Padre Pedigo a un certo punto cominciò a notare che sempre più persone LGBT frequentavano la sua parrocchia e decise di chiedere consiglio alla comunità cattolica omosessuale della parrocchia del Santissimo Redentore a San Francisco: “Dissi: ‘Guardate, sono un parroco di San Jose e vedo molti gay e molte lesbiche che vengono per il battesimo, che vogliono battezzare i loro figli e allevarli nel cattolicesimo. E abbiamo alcuni ragazzi del gruppo giovani che sono omosessuali. Voi, cosa fate in queste situazioni? Come ve la cavate?’ Mi hanno detto che la prima cosa è essere aperti, ascoltare le loro storie, essere il loro pastore, come si farebbe con chiunque altro, e non considerarlo come un ministero di un tipo particolare, ma come parte integrante e normale della vita della parrocchia”.

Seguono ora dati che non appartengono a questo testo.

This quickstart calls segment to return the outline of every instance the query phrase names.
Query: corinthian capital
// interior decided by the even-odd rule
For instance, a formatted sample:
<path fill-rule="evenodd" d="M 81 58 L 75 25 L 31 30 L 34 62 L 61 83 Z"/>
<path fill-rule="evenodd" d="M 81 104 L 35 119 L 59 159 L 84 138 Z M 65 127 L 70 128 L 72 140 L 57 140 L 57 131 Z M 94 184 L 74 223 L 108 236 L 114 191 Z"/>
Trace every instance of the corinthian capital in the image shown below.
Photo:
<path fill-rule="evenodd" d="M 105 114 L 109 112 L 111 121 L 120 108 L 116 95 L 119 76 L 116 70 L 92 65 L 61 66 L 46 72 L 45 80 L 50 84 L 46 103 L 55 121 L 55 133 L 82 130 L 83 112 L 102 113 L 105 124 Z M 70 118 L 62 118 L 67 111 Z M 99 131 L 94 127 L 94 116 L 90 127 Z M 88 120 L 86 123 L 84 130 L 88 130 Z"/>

Da quel momento padre Pedigo ha sempre liberamente riconosciuto e sostenuto le persone gay e lesbiche cattoliche che accorrevano nella sua parrocchia. In seguito si è fatto sostenitore del matrimonio omosessuale in California, fino a postare sul suo blog interviste video con famiglie omosessuali cattoliche. Quando ha a che fare con i suoi parrocchiani omosessuali, soprattutto con il gruppo degli adolescenti, cerca sempre di sottolineare che il processo del coming out è più facile di quanto sembri: “Per quanto riguarda i ragazzi, se togliamo la paura e la vergogna, sono poi psicologicamente in grado di prendere decisioni migliori, di annodare relazioni sane, in cui nessuno dei due partner sfrutta l’altro, relazioni profonde e significative, non di solo sesso. Così, quei parrocchiani diventano persone molto più sane, che saranno in grado di fare scelte intelligenti”.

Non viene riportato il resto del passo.